Corporations do not force you to pay taxes YET. When the corporations get in total control and you cannot even vote just wait to see what a slave you are.

1 comments

> You are "forced to pay taxes" to have schools and roads and rescue services and law and everything else that makes the United States still a mostly habitable place to live.

I don't live in the US, and don't pay taxes for that. Most of the things you mention aren't even public goods. (See https://en.wikipedia.org/wiki/Public_good_(economics))

In any case, I grew up in Germany and have adopted Singapore as my home. And in comparison I am very happy that my overall tax rates here are perhaps a third of what they would be in Germany, while the services provided here are at least three times as good. (But the latter is subjective.)

Not incidentally, Singapore is perhaps the most well run city on the globe, and the place most run like an MNC.
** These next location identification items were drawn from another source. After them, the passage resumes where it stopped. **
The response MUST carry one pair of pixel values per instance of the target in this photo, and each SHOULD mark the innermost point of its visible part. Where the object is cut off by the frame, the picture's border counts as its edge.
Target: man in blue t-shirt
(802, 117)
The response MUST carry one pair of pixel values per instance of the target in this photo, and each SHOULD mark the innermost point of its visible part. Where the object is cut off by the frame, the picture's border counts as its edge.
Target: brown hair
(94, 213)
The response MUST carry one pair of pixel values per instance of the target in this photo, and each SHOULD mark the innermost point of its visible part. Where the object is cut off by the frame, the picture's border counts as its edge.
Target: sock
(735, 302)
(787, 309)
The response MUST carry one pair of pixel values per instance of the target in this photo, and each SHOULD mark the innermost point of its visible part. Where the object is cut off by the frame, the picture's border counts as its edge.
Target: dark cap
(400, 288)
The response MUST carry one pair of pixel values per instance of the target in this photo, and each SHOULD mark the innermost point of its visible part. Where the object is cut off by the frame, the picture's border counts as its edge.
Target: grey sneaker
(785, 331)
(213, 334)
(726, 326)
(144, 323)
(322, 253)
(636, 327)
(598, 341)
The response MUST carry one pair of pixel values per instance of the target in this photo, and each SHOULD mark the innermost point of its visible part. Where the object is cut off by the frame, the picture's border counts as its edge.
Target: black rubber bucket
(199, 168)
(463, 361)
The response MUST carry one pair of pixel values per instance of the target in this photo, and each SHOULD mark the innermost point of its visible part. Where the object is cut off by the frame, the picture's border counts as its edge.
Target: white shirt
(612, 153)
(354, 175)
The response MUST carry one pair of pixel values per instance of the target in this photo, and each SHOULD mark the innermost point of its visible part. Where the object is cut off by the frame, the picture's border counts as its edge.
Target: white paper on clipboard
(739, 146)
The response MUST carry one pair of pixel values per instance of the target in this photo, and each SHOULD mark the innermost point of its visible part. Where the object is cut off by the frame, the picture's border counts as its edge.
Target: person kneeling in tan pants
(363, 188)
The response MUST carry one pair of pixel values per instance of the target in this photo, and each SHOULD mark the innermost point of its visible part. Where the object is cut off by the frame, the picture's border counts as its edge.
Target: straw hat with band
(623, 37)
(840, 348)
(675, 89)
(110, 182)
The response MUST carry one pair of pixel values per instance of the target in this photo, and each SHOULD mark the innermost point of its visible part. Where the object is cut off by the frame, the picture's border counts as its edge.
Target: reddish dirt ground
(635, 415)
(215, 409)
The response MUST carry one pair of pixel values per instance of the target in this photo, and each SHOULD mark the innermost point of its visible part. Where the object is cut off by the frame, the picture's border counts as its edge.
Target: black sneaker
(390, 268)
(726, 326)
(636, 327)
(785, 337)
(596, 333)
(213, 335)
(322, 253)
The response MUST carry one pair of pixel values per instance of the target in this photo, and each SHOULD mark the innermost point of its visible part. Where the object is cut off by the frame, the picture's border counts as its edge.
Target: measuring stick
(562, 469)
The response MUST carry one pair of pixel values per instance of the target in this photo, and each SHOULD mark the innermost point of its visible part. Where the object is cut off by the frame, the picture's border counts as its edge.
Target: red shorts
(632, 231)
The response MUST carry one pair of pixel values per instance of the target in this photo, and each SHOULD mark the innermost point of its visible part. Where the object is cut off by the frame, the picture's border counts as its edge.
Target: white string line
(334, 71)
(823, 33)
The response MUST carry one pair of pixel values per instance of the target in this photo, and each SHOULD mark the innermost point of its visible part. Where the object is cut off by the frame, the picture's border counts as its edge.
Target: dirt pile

> Corporations do not force you to pay taxes YET. When the corporations get in total control and you cannot even vote just wait to see what a slave you are.

Huh? That seems about as relevant as making an analogous argument against current real world governments by pointing out that someone might clone Stalin.

Yes, theoretically possible, but rather far-fetched.

Singapore is a success because of the government:

https://www.npr.org/2015/03/29/395811510/how-singapore-becam...

"Some of the biggest sectors domestically — shipbuilding, electronics, banking, and now they're very involved in private banking — got their start because Lee Kuan Yew and the government specially directed state funds into those areas," Kurlantzick says.

The government also provided social services like housing and health care, in a way liberal economists applauded."

"He understood the politics of this very diverse place, and put together the laws, including the labor laws, that created a stable, peaceful place that multinationals were looking for," Lim says.

And it is good for you, but what about people who are not you?

"People live well, but the per capita GDP conceals a high level of inequality, so that is definitely a major issue in Singapore today and one of the things that the current prime minister has focused on," he says.